Perhaps unlike Labour, I want to end up in a world where far fewer people are on benefits, because their pay and the tax cuts are sufficient to give them a better lifestyle. We will then have a more affordable welfare system that enables us to run an economic policy more likely to deliver better prospects, more jobs and more success for business. As some of my Conservative colleagues have sought to point out, the problem the Opposition face is that no answer is coming from them. We know that they were able to overspend, over-borrow and crash the economy. We are now waiting to hear from them about how they would get the money under control, were they to be trusted again with government.
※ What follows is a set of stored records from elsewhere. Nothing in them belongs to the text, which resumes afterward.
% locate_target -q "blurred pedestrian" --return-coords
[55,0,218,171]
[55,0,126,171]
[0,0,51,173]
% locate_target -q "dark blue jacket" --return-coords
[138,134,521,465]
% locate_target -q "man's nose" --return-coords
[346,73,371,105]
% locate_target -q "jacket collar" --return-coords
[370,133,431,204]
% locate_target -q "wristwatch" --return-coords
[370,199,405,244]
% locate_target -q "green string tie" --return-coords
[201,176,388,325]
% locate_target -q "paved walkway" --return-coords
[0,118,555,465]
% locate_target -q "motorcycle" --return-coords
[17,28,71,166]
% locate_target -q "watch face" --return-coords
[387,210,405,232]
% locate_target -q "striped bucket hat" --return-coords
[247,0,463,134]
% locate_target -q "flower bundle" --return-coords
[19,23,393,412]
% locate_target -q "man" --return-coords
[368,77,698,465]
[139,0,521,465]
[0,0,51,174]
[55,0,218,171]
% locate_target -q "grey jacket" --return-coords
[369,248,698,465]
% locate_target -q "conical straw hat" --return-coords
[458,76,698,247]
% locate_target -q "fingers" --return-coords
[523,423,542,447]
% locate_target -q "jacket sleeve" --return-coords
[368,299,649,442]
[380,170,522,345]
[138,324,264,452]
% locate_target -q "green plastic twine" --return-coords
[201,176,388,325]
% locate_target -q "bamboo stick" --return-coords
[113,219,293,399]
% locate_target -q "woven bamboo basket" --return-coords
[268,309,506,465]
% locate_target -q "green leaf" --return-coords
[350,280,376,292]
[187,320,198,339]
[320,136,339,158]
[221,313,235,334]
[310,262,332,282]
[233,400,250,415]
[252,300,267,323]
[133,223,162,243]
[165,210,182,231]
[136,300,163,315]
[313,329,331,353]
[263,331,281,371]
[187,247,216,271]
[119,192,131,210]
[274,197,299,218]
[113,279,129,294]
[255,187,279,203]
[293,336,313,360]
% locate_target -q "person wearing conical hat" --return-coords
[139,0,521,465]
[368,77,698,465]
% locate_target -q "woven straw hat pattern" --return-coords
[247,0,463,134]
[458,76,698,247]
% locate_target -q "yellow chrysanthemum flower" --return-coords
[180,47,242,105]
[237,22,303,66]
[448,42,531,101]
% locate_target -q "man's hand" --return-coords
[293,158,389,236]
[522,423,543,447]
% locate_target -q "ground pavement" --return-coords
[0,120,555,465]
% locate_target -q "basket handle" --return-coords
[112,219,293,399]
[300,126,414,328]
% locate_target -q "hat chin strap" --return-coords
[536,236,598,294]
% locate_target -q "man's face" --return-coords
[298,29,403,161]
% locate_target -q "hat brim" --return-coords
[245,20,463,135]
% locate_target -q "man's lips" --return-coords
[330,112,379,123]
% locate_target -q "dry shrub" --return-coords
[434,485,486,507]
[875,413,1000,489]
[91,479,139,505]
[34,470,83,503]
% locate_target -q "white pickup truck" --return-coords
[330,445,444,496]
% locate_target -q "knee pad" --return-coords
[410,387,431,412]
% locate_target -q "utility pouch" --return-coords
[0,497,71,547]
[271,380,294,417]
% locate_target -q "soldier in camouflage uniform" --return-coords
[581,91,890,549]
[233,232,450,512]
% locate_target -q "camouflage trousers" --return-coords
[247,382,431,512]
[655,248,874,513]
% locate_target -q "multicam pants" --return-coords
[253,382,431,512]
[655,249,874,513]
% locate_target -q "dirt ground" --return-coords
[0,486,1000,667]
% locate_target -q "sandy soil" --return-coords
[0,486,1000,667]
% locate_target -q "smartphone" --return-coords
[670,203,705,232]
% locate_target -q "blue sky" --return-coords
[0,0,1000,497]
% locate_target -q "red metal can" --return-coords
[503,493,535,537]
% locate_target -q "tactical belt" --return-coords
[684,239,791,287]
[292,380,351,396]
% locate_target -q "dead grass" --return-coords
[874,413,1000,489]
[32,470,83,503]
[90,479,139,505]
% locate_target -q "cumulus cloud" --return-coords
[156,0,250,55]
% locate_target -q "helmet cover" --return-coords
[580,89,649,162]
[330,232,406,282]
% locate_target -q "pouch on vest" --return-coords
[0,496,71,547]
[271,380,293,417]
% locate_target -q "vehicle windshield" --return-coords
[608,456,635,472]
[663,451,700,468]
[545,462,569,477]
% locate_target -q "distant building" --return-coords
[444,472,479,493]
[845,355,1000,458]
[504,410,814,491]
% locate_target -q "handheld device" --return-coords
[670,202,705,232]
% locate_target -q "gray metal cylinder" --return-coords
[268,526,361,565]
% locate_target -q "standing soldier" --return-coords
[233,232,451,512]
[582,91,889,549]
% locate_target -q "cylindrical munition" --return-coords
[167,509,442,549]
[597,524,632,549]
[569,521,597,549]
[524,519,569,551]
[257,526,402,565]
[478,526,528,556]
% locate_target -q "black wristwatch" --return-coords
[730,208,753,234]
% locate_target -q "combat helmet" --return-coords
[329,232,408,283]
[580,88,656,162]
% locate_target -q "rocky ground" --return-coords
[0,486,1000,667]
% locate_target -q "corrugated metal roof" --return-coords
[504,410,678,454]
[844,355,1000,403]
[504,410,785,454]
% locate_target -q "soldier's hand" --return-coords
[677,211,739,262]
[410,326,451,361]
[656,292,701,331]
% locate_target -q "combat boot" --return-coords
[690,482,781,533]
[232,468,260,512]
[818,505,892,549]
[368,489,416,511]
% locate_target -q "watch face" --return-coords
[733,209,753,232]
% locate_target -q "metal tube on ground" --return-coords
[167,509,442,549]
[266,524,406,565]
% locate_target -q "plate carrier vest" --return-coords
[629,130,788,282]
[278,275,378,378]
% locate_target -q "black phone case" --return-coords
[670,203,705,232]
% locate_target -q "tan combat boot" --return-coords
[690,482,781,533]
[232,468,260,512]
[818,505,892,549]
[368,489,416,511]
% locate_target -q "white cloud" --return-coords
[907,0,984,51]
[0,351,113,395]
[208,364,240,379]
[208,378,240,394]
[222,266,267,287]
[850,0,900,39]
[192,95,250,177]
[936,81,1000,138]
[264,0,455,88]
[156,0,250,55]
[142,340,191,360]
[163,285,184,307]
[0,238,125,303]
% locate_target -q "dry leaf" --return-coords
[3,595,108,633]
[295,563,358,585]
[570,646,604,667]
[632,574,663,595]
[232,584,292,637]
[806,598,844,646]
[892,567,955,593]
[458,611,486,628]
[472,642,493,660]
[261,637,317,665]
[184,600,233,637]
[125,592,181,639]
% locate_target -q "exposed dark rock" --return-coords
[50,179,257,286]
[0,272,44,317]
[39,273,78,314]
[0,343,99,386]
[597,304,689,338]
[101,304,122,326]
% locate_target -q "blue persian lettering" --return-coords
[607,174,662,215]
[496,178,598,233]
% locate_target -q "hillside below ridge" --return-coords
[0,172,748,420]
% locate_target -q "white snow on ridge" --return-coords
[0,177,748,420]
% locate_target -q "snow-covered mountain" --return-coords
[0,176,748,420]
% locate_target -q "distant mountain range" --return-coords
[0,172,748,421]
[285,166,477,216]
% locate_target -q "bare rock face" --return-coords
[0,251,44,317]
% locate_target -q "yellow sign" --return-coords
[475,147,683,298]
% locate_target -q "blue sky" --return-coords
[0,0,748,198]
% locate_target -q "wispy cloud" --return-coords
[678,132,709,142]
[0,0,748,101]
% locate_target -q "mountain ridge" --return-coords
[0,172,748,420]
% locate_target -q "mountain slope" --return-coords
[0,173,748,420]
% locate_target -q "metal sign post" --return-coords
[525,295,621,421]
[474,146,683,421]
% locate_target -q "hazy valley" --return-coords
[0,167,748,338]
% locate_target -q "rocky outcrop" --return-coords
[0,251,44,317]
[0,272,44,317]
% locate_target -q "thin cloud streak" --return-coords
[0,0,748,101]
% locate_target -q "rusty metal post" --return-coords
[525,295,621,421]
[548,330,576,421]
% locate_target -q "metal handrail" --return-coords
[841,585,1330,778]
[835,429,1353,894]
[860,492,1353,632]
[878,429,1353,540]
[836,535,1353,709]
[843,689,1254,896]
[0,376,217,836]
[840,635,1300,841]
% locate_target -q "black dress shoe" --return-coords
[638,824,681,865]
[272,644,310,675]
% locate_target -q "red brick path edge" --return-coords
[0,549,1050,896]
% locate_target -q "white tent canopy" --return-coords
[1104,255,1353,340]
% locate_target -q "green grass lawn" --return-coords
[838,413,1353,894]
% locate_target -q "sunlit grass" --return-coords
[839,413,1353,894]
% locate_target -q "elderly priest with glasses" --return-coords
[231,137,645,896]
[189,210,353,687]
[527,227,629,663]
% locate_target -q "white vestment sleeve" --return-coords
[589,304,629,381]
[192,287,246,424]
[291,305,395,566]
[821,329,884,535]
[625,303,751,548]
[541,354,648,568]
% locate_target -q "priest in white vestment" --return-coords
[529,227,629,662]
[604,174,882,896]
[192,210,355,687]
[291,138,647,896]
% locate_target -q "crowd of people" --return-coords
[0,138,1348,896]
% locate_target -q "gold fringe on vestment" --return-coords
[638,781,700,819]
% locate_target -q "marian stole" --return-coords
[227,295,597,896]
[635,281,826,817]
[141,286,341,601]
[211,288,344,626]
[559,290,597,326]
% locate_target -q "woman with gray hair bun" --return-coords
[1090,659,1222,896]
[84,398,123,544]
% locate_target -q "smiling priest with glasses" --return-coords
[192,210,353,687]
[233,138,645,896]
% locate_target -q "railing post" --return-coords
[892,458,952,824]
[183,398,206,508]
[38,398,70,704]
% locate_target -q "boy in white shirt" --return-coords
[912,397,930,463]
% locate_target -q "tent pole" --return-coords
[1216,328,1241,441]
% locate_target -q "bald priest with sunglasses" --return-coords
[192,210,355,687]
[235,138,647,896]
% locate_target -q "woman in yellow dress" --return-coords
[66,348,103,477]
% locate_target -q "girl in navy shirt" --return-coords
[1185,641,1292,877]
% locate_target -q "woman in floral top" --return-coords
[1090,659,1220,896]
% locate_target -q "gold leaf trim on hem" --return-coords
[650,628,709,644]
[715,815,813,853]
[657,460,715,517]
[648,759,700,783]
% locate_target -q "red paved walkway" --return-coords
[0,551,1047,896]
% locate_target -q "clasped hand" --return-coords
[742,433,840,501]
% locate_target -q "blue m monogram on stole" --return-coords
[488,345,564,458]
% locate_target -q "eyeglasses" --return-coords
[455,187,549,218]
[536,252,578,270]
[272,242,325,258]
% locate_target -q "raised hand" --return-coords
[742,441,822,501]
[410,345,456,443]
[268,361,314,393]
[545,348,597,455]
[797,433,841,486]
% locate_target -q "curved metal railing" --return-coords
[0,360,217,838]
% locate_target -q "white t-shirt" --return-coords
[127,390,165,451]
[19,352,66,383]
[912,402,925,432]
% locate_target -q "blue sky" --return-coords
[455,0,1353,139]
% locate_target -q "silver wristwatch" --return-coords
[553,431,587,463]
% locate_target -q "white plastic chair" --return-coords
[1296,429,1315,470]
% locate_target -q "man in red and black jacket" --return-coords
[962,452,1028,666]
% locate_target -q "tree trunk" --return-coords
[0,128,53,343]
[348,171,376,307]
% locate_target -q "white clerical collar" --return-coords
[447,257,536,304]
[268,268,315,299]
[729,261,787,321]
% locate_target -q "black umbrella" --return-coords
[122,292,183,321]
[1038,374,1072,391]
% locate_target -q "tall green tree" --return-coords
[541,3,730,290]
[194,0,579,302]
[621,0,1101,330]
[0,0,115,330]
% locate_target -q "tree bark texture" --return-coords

We know that they do not want to cut non-benefit expenditure, so surely they have to accept the case I am making: that we need to get more people out of benefits altogether, and that requires a combination of the good things—promoting work, promoting better pay and lower taxes—and the not-so-good things, such as actually having to make some difficult choices on benefits.
I am grateful to the right hon. Gentleman, who is being gracious in giving way. He talks about us all wanting to avoid a disincentive to work extra hours, but does he not accept that that disincentive will be increased by reducing the lower earnings threshold and increasing the taper, thereby increasing the amount of money that is taken away for every extra hour worked and every extra pound earned?
I have already been quite honest in saying that Governments face a difficult choice in this regard: do they want fewer people facing a sharper taper, or more people facing a gentler taper? There are no easy answers. I look forward to hearing the Government’s judgment when they have completed their listening and thinking. Again, the Opposition are refusing to see all three parts of the package. It is not possible to answer the hon. Gentleman’s question as simply as he would like, because working out whether people are better off or worse off, and by how much, depends on what else happens with taxation, rates of pay, inflation and all the other things that are going on.
My advice to the Government is that their strategy is absolutely right: get more from pay, more from tax cuts and then cut the benefits, because people will not need them as much. They must listen carefully to criticisms, for example if their changes are going too far and too fast, or if they catch some people we do not want to catch. I am sure that my right hon. Friend the Chancellor will want to return to those points in his autumn statement and tell us his thinking. However, the direction of travel must not be simply to make big increases in benefits again; it must be to find other answers so that more people can enjoy prosperity from work, earnings and lower taxes.